Molson Coors Brewing Company (NYSE: TAP; TSX: TPX) today provided historical pro forma financial results for its Central Europe business, formerly called StarBev, which was acquired on June 15, 2012. These unaudited pro forma statements of operations have been converted from IFRS accounting to US GAAP accounting and adjusted to reflect the Company’s accounting policies and to make the presentation more comparable on a go-forward basis. These unaudited statements present the Central Europe operation’s historical performance as if the StarBev acquisition had been completed at the beginning of 2011 and include the four quarters and full year of 2011, as well as the first two quarters of 2012.
Molson Coors president and chief executive officer Peter Swinburn said, “During the quarter, we financed and closed the acquisition of StarBev, now called Molson Coors Central Europe. We completed the acquisition on June 15, 2012, with a final purchase price of €2.7 billion, equivalent to $3.4 billion. We believe the EBITDA margins are sustainable, synergies will be delivered and capital spend will be lower than our original expectation.
“In pro forma US GAAP, the purchase price represents a multiple of 10.8-times 2011 underlying EBITDA.
This is a very reasonable multiple for a business with a good long-term growth profile, and we expect it to be earnings accretive in the first full year. For 2011, Central Europe pro forma results under US GAAP included net sales of $940 million, underlying pretax income of $182 million, and underlying EBITDA of $317 million. Gross margin as a percent of net sales was 44%, underlying EBITDA margin was 34%, and underlying operating margin was 19%. These results confirm that the business has a solid margin structure from which to grow.” Unadjusted pro forma pretax income for 2011 was $175 million.

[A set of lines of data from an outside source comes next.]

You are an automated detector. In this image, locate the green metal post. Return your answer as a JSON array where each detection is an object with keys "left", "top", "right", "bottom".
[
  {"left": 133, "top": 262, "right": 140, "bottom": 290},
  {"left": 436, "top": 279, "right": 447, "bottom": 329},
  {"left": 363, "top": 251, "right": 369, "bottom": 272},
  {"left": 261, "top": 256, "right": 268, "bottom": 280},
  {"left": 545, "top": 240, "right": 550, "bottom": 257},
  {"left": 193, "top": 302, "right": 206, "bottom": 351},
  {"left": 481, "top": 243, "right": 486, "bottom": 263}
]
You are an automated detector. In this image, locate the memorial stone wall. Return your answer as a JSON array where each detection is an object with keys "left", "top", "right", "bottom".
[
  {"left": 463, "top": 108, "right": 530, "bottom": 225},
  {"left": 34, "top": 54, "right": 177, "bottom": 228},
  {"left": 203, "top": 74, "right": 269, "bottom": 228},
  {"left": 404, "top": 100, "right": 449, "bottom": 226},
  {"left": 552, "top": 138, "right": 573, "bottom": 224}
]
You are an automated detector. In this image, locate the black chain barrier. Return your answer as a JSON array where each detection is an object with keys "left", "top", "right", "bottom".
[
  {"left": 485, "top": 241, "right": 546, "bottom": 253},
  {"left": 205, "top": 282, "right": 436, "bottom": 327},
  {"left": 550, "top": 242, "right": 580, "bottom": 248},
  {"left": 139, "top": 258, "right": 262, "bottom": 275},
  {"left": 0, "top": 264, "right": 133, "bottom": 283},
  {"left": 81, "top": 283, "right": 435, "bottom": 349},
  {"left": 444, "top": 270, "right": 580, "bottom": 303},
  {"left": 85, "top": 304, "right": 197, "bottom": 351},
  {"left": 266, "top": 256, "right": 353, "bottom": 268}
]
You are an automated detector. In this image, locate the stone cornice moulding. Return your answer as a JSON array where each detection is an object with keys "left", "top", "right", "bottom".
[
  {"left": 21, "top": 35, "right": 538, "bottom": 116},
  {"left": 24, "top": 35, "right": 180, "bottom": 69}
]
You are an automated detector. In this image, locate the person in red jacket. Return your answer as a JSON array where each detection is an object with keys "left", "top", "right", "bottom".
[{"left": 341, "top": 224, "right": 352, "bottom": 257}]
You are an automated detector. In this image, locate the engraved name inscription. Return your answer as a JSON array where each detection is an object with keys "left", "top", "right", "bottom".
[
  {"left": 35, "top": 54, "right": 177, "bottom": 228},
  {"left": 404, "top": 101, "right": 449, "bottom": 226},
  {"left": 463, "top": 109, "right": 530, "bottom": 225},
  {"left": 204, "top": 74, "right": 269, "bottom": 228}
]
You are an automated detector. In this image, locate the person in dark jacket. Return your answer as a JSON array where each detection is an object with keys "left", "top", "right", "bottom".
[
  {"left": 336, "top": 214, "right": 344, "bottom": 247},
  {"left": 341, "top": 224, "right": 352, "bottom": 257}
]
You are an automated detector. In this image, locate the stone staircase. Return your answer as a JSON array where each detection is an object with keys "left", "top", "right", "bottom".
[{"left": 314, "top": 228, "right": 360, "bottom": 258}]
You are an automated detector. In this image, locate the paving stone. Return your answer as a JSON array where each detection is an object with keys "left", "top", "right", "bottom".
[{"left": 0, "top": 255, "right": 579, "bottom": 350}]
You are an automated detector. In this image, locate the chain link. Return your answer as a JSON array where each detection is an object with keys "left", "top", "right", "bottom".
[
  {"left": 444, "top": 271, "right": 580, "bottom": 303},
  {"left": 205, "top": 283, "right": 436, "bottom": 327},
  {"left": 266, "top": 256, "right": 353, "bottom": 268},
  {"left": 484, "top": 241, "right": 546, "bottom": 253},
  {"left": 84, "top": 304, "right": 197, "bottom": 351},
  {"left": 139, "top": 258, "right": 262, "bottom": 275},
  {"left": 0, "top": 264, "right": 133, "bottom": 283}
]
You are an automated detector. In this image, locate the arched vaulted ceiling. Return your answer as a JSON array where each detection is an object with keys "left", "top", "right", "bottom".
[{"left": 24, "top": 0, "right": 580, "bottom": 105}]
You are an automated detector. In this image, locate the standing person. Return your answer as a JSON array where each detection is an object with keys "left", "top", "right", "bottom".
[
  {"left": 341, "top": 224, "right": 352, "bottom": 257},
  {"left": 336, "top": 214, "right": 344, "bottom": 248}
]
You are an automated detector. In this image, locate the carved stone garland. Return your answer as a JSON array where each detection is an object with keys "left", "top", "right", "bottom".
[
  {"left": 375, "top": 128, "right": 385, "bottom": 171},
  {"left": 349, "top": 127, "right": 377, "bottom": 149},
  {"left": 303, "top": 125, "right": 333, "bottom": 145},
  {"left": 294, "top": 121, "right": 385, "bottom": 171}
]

Historical pro forma results under U.S. GAAP have been prepared to provide comparable information in all periods presented. Pro forma adjustments include, but are not limited to, purchase accounting valuation adjustments, interest expense related to extinguished debt, and acquisition-related expenses. For more detailed information regarding the nature of these pro forma adjustments, please see the Company’s acquisition-related Form 8-K/A. Underlying results have also been adjusted to exclude certain Special and other Non-Core Items, as described and reconciled in the tables of this release.